As of July 2025, every resident has been successfully relocated. The RHA reports that 36% of residents moved into brand-new construction homes. The satisfaction numbers from their resident survey are strong: 97% felt staff treated them with respect, 94% said they were well-informed and had the chance to ask questions, and 80% reported being satisfied or extremely satisfied with their new housing.

The National Association of Housing and Redevelopment Officials (NAHRO) recognized the effort with an Awards of Merit nomination for Excellence, noting that the RHA had to essentially invent a new relocation process and program from scratch. They set a goal of zero 90-day eviction notices during the process, and they hit it. They built a new relocation team specifically staffed with people who had a track record of respectful service. They created a new project-based voucher program that opened up high-quality, brand-new housing to the majority of residents.
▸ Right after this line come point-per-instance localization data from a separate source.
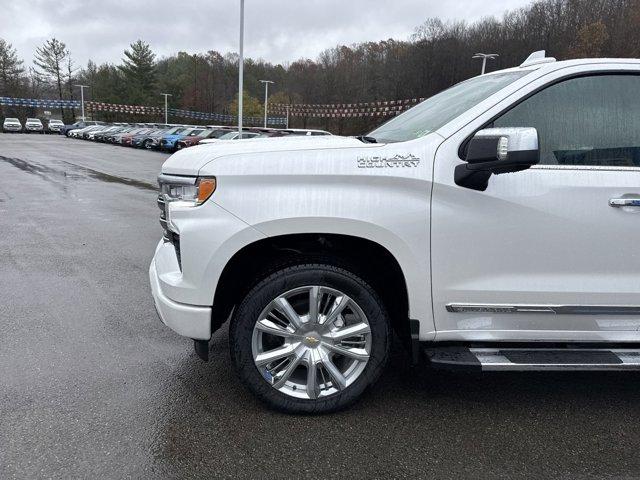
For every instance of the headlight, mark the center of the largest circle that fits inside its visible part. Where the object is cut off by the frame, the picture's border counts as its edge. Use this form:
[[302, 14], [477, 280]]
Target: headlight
[[189, 191]]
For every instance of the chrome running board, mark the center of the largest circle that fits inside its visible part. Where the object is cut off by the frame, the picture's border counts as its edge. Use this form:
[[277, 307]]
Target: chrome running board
[[534, 359]]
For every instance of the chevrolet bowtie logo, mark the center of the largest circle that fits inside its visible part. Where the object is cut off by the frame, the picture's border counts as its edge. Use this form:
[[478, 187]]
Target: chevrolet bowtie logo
[[311, 341]]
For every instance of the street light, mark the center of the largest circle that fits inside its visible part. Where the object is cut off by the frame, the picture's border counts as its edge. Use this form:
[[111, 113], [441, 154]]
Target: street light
[[266, 97], [241, 69], [82, 87], [484, 57], [166, 111]]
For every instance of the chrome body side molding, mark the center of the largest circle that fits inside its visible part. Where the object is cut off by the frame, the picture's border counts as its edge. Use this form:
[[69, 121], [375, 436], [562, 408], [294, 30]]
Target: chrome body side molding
[[552, 309]]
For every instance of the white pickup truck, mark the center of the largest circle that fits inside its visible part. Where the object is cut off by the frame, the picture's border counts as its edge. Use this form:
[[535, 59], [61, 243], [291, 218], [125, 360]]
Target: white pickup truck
[[494, 226]]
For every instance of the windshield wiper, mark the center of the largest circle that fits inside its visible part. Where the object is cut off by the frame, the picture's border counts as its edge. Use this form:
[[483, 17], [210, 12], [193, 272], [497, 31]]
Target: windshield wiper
[[365, 139]]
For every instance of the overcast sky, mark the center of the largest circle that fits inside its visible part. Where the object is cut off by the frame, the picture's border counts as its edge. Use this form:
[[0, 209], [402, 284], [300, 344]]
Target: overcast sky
[[275, 30]]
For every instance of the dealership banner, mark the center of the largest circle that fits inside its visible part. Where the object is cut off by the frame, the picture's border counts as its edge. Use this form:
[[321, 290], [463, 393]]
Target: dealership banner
[[38, 103], [224, 118], [93, 107], [346, 110]]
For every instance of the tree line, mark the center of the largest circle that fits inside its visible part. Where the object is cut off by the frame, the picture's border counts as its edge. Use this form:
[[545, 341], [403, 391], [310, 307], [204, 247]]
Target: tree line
[[437, 55]]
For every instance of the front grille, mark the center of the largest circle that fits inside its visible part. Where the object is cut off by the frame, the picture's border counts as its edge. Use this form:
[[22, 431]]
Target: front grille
[[168, 235]]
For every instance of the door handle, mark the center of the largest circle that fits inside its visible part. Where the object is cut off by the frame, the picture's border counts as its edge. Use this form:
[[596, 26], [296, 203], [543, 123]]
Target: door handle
[[624, 202]]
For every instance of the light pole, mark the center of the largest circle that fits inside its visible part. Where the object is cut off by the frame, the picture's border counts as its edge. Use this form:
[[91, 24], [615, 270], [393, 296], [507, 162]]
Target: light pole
[[266, 97], [82, 87], [166, 110], [484, 57], [241, 69]]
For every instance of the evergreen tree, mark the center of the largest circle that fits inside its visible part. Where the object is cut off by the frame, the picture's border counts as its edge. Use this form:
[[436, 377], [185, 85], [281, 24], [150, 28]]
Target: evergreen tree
[[50, 58], [11, 69], [139, 71]]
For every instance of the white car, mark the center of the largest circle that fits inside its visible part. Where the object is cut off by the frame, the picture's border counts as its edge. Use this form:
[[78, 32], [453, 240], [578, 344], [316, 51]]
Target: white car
[[493, 227], [230, 136], [11, 125], [55, 126], [33, 125]]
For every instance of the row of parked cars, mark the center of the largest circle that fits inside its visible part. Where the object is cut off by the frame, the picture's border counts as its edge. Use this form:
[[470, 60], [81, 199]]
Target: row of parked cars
[[173, 137], [31, 125]]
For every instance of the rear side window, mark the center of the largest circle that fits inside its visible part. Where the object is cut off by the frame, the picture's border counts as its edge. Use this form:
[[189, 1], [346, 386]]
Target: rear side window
[[592, 120]]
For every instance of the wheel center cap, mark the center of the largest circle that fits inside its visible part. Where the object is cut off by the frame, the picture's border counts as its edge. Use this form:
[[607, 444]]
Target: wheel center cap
[[311, 340]]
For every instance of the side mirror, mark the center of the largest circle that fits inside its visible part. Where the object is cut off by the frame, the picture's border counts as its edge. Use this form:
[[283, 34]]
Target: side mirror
[[496, 151]]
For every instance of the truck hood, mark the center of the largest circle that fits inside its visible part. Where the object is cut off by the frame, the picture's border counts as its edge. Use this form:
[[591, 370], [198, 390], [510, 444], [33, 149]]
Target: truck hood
[[191, 160]]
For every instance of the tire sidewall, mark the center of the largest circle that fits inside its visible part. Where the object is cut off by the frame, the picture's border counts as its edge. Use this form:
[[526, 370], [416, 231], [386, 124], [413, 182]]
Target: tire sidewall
[[243, 322]]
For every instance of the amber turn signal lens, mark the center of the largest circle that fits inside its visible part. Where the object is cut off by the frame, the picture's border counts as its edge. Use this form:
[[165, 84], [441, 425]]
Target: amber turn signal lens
[[206, 187]]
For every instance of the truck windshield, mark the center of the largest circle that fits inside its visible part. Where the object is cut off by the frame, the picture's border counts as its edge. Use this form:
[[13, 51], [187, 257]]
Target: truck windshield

What’s Happening Now and What’s Coming

Photo of Heritage Park, April 2026

Now for the development side, which is where things get exciting from a downtown growth perspective.

Right now, demolition of the existing buildings is underway, expected to wrap up by the end of June. The RHA is simultaneously working through site plan review for Phase 1, which targets the northeast corner of the site. The plan calls for a 5-story, mixed-use building with 50 senior housing units. The goal is to start construction on Phase 1 (labeled 1C in the diagram below) before the end of 2026.
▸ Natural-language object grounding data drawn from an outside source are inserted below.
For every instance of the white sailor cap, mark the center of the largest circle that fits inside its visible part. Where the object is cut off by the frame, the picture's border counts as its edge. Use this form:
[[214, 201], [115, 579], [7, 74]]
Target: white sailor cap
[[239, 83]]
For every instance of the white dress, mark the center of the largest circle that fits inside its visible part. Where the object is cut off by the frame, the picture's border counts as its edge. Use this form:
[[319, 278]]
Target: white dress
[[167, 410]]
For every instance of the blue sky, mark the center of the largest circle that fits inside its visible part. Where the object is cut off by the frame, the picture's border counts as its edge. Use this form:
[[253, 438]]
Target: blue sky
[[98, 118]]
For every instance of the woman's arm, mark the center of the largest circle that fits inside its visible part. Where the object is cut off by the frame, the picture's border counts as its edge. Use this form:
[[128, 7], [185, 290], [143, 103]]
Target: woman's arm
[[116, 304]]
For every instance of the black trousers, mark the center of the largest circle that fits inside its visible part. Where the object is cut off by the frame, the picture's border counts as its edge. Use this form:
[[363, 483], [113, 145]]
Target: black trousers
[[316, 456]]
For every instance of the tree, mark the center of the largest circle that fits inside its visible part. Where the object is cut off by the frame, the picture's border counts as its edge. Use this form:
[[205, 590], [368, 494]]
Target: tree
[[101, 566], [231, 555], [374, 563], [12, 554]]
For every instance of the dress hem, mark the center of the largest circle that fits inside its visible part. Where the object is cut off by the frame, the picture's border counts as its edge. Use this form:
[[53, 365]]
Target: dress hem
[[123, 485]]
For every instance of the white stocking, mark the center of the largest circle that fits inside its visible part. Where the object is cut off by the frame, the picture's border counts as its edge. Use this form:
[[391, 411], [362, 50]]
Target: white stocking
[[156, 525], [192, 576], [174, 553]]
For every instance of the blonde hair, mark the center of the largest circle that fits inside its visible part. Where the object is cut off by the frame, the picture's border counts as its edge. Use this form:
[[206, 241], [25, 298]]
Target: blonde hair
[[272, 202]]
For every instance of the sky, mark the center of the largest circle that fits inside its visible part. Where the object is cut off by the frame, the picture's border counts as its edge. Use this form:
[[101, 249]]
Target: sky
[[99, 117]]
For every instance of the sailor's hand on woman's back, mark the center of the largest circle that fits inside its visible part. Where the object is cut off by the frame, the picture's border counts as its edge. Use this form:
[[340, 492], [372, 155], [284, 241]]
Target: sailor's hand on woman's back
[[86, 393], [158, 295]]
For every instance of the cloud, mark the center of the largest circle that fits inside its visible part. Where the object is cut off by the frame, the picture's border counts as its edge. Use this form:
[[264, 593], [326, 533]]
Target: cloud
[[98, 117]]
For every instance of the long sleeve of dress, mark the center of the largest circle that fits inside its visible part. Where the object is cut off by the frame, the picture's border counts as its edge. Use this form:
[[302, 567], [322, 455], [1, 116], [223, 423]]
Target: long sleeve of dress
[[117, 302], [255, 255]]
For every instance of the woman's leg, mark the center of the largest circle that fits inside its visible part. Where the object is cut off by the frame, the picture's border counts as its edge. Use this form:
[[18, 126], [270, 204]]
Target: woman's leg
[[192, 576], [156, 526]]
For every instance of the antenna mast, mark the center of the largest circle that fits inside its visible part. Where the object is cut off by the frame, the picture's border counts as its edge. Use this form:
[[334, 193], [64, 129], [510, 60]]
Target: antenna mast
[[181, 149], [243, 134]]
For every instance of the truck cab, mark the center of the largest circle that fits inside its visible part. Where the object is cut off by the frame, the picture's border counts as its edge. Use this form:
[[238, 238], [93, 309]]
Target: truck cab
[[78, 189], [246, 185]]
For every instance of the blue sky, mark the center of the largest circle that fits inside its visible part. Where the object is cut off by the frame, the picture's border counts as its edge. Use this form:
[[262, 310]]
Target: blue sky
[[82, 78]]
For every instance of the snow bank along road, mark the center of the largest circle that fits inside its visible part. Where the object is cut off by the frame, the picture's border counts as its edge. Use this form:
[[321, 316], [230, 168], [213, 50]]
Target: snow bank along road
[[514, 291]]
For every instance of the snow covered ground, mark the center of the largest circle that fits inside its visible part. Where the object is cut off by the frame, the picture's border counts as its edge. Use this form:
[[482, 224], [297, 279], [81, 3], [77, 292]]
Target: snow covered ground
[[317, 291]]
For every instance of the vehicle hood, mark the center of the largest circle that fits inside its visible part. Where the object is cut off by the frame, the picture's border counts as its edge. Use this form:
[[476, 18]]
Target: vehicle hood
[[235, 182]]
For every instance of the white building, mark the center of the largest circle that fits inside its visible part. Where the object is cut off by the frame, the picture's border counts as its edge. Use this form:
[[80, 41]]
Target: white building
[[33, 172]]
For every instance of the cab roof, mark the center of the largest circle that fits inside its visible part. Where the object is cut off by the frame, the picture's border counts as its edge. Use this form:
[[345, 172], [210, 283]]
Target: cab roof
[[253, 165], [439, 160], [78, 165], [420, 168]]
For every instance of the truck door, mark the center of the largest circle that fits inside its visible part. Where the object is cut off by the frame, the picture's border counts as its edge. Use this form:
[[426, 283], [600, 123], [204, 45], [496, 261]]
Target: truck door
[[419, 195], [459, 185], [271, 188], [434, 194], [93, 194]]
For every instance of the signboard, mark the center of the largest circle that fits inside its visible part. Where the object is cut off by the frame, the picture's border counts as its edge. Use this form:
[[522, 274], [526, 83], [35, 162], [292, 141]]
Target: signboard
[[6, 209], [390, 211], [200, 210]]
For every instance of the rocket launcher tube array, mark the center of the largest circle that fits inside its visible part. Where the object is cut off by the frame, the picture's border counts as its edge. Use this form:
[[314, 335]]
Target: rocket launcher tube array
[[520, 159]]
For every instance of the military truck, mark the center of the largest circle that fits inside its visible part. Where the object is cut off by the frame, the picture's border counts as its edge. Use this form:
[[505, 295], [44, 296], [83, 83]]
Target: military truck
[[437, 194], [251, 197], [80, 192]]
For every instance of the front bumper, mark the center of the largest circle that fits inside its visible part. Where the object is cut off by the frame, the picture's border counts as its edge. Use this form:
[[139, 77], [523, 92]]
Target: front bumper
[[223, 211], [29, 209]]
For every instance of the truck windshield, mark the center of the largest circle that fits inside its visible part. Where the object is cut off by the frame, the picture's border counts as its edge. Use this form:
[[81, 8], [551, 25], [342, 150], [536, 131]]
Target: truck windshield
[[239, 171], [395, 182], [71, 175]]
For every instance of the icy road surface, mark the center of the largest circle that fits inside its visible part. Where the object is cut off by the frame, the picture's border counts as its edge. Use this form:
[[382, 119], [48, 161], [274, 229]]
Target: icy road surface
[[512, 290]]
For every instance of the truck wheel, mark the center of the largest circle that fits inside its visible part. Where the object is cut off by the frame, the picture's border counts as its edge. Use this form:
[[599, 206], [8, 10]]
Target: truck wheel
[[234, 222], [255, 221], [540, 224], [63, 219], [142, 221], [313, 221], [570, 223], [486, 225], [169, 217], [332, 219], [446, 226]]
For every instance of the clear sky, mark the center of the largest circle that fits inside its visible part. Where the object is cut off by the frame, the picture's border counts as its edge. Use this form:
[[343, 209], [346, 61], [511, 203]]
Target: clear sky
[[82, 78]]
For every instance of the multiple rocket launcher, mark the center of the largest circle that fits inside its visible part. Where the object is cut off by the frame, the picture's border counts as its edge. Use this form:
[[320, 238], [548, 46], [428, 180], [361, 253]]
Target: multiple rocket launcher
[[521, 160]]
Site plan rendering of Phase 1

The entire property sits within the Transit-Oriented Development (TOD) overlay, and the design takes advantage of that. Meanwhile, a rezoning case (Z-19-25) is working its way through the process to rezone the full Heritage Park site from RX-3 with TOD — residential mixed-use with a 3-story height limit — to DX-12-CU with TOD, which is downtown mixed-use with a 12-story height limit. That rezoning would unlock the density needed for the full build-out, though Phase 1 is designed to move forward under the current zoning if needed.

Rendering of a possible future of Heritage Park

The long-term vision is up to 1,000 units across the entire Heritage Park property, with mixed-use space woven in. The RHA is committed to at least a 1:1 replacement of the original 122 affordable units, but the goal is to go beyond that and increase the total number of affordable homes on the site.
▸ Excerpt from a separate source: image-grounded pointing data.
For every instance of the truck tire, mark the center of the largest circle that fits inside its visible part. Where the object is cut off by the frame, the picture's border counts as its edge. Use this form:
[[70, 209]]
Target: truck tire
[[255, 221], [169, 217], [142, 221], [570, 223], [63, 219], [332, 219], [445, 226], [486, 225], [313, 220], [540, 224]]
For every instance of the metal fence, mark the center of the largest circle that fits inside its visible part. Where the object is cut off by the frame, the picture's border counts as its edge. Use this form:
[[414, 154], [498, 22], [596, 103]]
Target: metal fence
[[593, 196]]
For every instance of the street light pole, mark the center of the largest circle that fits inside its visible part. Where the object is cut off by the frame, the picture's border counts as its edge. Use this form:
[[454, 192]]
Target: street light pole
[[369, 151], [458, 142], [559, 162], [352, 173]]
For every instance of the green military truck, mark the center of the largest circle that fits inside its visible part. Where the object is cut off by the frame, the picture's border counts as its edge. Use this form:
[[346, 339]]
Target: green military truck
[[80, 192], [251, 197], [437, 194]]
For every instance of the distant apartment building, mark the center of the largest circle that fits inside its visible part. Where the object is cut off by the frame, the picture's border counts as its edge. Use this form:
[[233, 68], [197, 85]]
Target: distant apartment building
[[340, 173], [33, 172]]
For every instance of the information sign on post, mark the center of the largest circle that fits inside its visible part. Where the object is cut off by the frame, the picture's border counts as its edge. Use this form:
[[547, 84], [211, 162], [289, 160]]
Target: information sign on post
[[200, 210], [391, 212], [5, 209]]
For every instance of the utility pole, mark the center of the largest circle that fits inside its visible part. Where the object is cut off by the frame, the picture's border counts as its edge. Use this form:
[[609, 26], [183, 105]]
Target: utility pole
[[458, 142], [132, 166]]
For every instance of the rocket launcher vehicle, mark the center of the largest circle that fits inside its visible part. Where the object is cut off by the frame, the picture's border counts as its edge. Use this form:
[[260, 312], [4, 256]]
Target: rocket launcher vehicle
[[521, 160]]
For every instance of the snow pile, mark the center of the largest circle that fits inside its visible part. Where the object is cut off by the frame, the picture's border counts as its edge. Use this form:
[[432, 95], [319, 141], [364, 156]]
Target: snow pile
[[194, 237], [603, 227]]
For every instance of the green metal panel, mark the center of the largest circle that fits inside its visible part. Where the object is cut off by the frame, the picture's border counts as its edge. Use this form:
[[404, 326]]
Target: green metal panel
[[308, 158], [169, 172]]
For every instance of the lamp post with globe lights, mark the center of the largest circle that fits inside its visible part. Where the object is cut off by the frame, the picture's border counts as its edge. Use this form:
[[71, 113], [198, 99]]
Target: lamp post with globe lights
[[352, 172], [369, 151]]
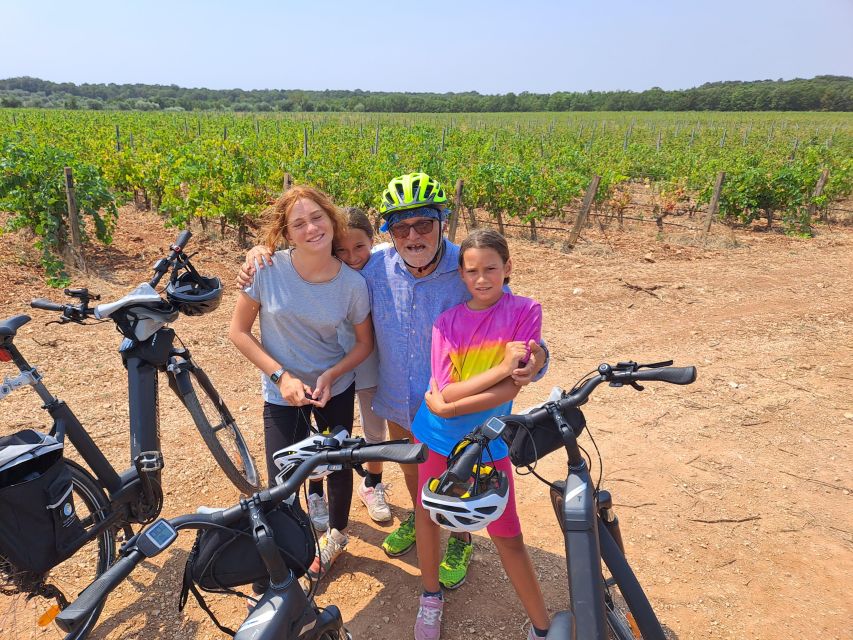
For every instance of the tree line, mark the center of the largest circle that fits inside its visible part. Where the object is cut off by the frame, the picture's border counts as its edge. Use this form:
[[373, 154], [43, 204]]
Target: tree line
[[821, 93]]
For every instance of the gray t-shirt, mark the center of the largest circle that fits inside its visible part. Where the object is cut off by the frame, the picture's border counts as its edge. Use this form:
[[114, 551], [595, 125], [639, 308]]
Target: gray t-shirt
[[299, 320]]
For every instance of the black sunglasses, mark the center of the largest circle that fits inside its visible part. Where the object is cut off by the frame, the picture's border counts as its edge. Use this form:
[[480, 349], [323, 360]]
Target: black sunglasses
[[422, 227]]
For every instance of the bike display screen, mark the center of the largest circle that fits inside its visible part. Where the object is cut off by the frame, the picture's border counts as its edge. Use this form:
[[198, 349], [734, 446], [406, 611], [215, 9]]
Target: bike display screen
[[156, 538]]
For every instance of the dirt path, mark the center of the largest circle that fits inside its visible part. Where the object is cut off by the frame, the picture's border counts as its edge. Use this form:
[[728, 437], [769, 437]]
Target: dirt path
[[733, 493]]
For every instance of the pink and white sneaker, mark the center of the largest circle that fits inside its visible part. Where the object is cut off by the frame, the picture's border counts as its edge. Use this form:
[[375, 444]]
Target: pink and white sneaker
[[374, 499], [428, 622]]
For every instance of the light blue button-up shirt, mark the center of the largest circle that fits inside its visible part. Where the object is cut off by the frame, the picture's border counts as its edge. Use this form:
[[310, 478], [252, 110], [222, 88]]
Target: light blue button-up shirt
[[404, 309]]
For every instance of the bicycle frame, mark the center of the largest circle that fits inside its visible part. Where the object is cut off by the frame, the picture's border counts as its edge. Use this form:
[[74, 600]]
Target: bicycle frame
[[130, 487], [577, 512], [588, 542]]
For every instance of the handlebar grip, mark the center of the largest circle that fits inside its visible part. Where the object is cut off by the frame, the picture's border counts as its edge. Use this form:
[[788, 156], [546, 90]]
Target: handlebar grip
[[673, 375], [42, 303], [401, 453], [76, 613], [183, 238]]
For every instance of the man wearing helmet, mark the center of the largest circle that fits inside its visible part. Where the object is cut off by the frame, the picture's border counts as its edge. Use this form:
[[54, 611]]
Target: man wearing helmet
[[410, 284]]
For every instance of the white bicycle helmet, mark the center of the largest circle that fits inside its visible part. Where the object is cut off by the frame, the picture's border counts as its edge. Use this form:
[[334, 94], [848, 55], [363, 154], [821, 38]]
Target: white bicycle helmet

The property will also get better connected to the surrounding street grid, with plans for West Street to extend south and link up with Dorothea Drive. That matters. One of the problems with a lot of older public housing is that it was designed to feel separate. Superblocks, dead-end streets, no through-connections. Heritage Park shouldn’t feel like an island. It should just be more downtown, where people walk to the corner store or catch a bus the same way everyone else does. Extending the grid through the site is how you make that happen.

This Is Worth Following

One thing Lommers-Johnson shared that stuck with me: when he started as RHA CEO, what stood out about Raleigh was how public housing is distributed across the city rather than concentrated in one area. Large single-family homes sit across the street from public housing developments. He said people here seem more accepting of having affordable housing in their neighborhoods compared to other cities he’s worked in.

That’s a good foundation. Heritage Park’s redevelopment is a chance to build on it. Dense, mixed-income, mixed-use housing on the edge of downtown, designed around transit access, replacing aging units that no longer serve anyone well. More affordable units than before, not fewer. And a community engagement process that other housing authorities are now looking at as a model.

This is what good urban redevelopment looks like. It’s slow, it’s complicated, and it requires spending years building trust before you ever pour concrete. But if the RHA can pull off the full build-out of Heritage Park, Raleigh will have a showcase for how to do public housing right in a growing city.

I’ll be following this project closely as demolition wraps up and construction gets underway. More to come.